Big breakthrough thanks to VUB spin-offs

As a result of the discovery, several VUB spin-offs emerged and different kind of drugs are on the verge of being launched in the years to come. Also in agriculture, a big breakthrough is expected as nanobodies or ‘agrobodies’ can be used to protect food crops and contribute to more sustainable food production. Ablynx was the first VUB spin-off to start developing nanobody-based therapeutic programmes in various areas including inflammation, hematology, immuno-oncology and respiratory disease. By the end of 2018 the company launched its first drug, Caplacizumab. It treats thrombotic thrombocytopenic purpura (TTP), a rare blood disorder that causes blood clots in small veins throughout the body.

Two more VUB spin-offs are based on the discovery of nanobodies for developing treatments.
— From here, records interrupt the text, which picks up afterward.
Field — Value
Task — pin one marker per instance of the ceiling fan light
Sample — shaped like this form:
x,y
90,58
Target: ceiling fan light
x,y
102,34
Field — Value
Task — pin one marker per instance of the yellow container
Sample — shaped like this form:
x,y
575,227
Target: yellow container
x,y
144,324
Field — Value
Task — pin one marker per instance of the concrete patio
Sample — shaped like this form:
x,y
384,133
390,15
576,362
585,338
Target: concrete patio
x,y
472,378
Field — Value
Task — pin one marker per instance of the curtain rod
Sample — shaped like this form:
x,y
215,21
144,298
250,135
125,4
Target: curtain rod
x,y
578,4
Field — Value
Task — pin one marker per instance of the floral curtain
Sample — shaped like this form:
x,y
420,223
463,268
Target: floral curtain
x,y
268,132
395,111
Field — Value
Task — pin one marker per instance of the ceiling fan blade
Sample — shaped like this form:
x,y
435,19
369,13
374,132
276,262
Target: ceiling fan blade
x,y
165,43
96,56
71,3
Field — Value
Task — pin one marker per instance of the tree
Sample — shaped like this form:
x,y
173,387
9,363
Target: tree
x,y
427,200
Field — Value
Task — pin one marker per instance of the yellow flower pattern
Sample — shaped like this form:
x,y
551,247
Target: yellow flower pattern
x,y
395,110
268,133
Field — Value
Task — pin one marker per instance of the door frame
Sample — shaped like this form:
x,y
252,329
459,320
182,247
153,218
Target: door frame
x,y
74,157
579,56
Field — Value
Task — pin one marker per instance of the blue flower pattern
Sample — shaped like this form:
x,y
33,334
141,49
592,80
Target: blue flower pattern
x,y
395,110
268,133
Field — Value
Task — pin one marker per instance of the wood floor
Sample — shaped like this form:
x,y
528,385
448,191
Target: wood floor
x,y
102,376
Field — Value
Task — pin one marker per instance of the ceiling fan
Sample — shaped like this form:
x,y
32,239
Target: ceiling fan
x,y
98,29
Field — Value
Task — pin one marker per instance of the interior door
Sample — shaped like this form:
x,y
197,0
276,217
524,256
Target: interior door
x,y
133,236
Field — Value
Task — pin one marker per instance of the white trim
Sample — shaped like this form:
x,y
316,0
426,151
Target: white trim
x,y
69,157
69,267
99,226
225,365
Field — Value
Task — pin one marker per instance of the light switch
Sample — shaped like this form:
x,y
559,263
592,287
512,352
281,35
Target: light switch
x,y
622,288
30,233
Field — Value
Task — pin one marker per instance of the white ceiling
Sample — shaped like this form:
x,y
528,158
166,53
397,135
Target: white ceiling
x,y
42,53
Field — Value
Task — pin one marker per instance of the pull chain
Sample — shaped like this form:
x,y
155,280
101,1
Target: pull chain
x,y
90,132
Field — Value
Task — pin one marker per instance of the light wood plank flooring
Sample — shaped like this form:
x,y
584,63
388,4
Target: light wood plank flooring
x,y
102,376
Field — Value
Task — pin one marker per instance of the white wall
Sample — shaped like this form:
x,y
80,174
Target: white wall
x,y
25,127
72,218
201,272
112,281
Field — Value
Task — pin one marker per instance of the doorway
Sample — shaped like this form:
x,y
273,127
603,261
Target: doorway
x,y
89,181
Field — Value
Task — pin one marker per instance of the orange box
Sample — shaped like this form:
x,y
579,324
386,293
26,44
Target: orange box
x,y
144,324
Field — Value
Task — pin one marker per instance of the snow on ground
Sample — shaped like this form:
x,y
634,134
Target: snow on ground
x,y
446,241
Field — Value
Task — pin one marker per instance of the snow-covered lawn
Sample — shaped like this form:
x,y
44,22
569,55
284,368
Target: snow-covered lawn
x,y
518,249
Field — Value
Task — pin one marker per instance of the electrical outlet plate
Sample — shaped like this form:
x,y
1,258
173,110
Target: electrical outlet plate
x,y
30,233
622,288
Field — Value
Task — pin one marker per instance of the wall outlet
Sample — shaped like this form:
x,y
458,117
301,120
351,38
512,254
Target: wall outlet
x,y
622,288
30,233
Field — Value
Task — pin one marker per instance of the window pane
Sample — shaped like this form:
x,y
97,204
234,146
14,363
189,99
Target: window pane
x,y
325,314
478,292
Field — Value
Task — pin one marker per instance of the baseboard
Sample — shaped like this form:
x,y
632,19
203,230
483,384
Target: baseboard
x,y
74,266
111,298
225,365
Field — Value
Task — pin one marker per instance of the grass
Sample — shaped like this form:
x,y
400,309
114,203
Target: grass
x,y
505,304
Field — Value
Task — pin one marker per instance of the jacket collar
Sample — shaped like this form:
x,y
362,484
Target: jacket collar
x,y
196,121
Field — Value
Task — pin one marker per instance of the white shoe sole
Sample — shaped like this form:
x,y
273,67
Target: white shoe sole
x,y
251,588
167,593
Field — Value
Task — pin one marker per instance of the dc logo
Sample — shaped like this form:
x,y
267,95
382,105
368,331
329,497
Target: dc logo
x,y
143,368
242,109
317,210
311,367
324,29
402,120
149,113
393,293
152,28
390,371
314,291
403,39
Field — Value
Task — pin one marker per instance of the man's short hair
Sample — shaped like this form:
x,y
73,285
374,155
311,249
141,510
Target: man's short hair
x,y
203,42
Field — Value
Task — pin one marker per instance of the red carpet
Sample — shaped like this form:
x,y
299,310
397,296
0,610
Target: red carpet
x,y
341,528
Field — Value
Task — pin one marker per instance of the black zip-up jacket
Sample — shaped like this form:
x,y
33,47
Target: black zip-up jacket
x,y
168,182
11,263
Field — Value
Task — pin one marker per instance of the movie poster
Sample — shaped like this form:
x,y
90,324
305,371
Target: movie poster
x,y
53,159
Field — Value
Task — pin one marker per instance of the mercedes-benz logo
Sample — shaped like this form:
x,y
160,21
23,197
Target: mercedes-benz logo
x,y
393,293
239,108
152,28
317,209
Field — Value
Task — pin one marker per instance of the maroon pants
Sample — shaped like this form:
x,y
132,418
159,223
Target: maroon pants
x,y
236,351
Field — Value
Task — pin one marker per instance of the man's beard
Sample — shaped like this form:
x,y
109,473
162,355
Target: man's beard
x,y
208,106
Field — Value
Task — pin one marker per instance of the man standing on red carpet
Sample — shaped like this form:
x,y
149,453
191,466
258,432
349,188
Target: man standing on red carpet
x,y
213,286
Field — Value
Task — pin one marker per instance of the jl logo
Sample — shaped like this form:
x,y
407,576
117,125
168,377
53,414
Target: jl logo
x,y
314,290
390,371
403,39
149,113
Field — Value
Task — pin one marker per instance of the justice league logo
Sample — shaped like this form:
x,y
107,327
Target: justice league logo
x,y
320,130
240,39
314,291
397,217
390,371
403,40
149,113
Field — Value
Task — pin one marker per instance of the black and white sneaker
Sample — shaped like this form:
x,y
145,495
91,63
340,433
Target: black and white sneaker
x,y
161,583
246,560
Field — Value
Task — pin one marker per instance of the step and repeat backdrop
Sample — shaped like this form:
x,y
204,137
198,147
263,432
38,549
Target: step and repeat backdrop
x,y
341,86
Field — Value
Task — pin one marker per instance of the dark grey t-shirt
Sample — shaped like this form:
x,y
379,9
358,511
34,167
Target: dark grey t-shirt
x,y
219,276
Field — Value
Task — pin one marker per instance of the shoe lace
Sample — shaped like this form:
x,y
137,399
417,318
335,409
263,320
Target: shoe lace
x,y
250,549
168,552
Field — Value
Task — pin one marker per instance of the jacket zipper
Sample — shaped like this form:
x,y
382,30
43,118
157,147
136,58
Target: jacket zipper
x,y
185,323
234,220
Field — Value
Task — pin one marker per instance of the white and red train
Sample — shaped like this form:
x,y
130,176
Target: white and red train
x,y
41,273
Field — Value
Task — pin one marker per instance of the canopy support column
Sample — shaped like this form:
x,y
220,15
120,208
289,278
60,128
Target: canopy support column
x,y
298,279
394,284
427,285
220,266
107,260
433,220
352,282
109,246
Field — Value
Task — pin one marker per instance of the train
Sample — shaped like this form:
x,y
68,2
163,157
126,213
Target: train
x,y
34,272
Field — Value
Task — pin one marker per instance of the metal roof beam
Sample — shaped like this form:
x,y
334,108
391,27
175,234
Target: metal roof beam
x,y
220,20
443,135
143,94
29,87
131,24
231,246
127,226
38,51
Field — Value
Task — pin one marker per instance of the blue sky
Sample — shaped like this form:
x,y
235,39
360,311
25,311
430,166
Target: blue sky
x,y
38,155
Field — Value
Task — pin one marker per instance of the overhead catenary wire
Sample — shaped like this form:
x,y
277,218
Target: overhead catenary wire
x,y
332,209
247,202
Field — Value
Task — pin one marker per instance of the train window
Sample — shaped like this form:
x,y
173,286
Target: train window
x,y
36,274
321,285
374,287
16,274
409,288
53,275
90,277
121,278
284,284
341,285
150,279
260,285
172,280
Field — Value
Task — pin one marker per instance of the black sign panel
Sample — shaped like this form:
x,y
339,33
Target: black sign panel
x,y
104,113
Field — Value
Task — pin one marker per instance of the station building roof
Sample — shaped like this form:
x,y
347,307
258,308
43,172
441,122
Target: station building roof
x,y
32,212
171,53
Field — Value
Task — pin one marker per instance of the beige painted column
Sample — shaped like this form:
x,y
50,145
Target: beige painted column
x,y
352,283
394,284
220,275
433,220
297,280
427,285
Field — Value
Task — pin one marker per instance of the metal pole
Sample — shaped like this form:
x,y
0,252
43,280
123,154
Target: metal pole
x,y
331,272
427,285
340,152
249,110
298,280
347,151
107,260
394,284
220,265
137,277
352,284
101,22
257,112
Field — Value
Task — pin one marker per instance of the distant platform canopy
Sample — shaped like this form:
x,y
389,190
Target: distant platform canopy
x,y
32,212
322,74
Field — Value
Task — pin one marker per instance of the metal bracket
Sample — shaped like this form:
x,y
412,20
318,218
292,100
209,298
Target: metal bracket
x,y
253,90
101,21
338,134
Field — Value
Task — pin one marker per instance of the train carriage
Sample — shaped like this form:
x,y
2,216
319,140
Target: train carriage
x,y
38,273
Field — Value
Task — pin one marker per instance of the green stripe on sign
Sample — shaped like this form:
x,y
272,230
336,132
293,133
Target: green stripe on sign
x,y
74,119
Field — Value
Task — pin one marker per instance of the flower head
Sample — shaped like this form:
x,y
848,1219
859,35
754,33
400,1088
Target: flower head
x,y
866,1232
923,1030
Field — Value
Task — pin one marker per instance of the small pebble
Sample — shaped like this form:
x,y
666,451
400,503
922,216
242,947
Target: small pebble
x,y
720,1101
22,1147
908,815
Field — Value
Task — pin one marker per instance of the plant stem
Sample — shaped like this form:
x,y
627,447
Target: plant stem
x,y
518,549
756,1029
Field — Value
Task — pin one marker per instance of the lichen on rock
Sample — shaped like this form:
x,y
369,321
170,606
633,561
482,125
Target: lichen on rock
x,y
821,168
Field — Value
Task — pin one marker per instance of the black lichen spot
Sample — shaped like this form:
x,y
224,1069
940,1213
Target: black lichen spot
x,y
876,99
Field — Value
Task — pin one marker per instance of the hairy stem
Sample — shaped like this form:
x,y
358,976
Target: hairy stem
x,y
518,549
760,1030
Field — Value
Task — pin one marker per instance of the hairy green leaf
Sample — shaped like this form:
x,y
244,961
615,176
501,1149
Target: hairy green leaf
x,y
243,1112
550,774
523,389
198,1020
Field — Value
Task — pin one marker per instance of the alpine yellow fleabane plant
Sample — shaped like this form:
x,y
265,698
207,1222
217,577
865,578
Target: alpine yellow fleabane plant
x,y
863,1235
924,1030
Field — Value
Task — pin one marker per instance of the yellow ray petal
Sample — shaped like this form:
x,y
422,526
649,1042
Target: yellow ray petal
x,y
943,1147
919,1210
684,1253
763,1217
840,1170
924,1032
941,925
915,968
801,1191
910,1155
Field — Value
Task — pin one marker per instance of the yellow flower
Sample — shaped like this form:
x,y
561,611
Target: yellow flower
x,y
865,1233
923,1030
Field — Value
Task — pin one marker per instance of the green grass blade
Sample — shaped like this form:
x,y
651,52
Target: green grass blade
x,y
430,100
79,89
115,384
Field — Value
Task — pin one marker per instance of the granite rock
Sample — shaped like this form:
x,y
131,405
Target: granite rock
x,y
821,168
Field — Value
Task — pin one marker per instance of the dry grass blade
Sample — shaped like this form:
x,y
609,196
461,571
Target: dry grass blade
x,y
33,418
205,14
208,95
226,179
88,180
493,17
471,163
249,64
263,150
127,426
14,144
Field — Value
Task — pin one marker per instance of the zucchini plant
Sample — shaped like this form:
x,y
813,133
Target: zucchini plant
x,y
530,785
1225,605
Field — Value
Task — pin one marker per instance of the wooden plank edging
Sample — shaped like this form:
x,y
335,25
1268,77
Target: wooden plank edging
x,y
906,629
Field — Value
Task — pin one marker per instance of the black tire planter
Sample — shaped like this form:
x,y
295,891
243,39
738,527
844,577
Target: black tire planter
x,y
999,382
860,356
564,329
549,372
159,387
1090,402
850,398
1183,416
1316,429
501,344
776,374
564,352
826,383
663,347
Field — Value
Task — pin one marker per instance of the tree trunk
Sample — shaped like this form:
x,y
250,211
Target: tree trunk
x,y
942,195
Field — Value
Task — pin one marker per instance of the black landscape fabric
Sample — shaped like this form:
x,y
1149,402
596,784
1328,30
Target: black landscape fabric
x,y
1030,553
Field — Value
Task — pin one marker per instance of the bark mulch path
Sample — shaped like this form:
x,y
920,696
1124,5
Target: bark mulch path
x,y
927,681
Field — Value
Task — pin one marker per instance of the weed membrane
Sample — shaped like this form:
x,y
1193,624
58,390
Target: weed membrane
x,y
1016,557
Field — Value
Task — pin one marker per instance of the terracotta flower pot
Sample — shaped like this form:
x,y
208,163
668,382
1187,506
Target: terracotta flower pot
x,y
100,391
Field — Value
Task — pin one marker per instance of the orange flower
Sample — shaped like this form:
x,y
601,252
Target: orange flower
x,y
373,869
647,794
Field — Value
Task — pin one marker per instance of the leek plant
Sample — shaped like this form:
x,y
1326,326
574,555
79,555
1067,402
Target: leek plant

Confo Therapeutics (VUB-VIB spin-off) runs drug discovery programmes influencing diseases such as neurological and psychiatric diseases (schizophrenia, depression, Alzheimer's disease and Parkinson's disease) and fibrosis (liver and lungs). Camel-IDS develops a treatment that attacks cancer cells from inside the body. This therapy is more efficient than the classical radiation, which also damages healthy body cells. Its lead programme focuses on the treatment of brain metastases in breast cancer, but the company also aims to tackle other types of cancer in the future like lung cancer, ovarian cancer and pancreatic cancer.

Gulliver Biomed, another VUB spin-off founded in 2018 together with the university of Ghent, aims to develop nanobodies for researchers in knowledge institutions and companies in their scientific search. AgroSavfe, on the other hand, is focusing on the development of effective and safe biocontrols to tackle pests and diseases in food crops. It wants to offer a reliable crop protection alternative for farmers to sustainably produce healthy, high-quality food.